We plan to continue our studies on closed loop flow control through passive tracer concentrations. We plan in particular to enhance the numerical benchmark we have developed and to extended the experimental realizations. Two prototype flows are going to be considered: wake flows and shear layers. A PHD thesis in cotutelle with the UBA on this subject is expected to begin in the second half of 2013. We also expect to validate the works of T. Airimitoaie on this experimental setup.
In parallel, we will pursue our theoretical works on the Plane Poiseuille flow. Our idea is to show to the control flow community that using more degrees of controlled freedom greatly improves the behavior of the closed loop system. This can be seen as an extension of our work concerning the eigenstructure placement approach. We also plan to validate this control schemes on simulations based on a DNS solver (a direct numerical solver of the Navier-Stokes equations by considering boundary control).
Our last goal is to validate our visual servoing approaches on another experimental setup where spatial perturbations are still considered. This experimental setup is currently in progress at ESPCI. This work is performed in the context of N. Gautier's PhD thesis.
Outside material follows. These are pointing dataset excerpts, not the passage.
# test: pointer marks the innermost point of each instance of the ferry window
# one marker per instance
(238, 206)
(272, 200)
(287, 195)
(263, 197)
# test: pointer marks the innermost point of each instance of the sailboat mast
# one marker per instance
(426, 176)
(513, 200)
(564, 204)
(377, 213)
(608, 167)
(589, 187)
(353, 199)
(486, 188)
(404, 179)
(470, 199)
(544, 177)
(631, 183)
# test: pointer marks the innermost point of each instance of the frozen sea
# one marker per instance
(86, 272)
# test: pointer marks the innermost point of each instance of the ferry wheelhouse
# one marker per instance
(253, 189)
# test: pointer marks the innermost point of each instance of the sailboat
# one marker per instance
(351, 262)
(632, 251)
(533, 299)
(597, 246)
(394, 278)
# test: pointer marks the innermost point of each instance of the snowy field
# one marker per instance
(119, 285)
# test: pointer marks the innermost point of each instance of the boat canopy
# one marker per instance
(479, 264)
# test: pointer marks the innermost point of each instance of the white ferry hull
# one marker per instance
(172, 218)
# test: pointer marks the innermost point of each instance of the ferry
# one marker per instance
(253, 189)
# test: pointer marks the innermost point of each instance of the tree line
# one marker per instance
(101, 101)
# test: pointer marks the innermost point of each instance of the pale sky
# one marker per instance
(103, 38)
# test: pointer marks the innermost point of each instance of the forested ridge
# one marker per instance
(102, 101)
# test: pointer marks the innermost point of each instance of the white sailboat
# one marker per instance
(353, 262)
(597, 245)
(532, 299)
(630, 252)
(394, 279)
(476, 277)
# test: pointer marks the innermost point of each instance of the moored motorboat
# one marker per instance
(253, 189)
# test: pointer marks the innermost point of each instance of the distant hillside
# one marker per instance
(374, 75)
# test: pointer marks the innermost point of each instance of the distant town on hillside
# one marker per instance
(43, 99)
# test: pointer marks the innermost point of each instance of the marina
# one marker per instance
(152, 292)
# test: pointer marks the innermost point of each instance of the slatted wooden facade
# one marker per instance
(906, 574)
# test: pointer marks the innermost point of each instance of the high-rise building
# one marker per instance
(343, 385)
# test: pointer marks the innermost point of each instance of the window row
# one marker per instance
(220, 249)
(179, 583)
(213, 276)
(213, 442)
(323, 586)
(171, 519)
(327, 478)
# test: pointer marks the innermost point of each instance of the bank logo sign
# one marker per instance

Next year we intend to continue the studies started this year on variational image assimilation technique for the numerical reconstruction of 3D experimental flows. We plan also to extend the works we have done on the modelling of Navier Stokes under location uncertainty to large-scale models of geophysical flows. Beyond the study of large-scale dynamics with various uncertainty error models, we aim here at devising schemes enabling incorporating image data for the estimation of subgrid models. An accurate modelling of such a term is essential for Large Eddies Simulation as it models all the non resolved motion scales and their interactions with the resolved scales. In this study we aim also at exploring variational assimilation strategies based on ensemble of realizations. These techniques proposed recently in the meteorological community have the advantage of not requiring the modelling of an adjoint operator of the dynamics. Two PhD students funded by the University of Rennes I and IRSTEA respectively will perform these studies.
As for the works on techniques for the estimation of reduced order dynamics, we have the intention to pursue our efforts on the study of spectral-POD techniques. For the moment, the technique has been used only for model reduction of experimental wake flows. We would like to evaluate its performances with respect to the formulation of subgrid models. We plan here to undertake analysis of POD-Koopman modes for 2D turbulent flows produced in soap films to inspire (corroborate) the models. We wish also to assess its ability to reconstruct the stable components of geophysical flows. The incorporation of such reduced models within data assimilation of geophysical flows will be also explored.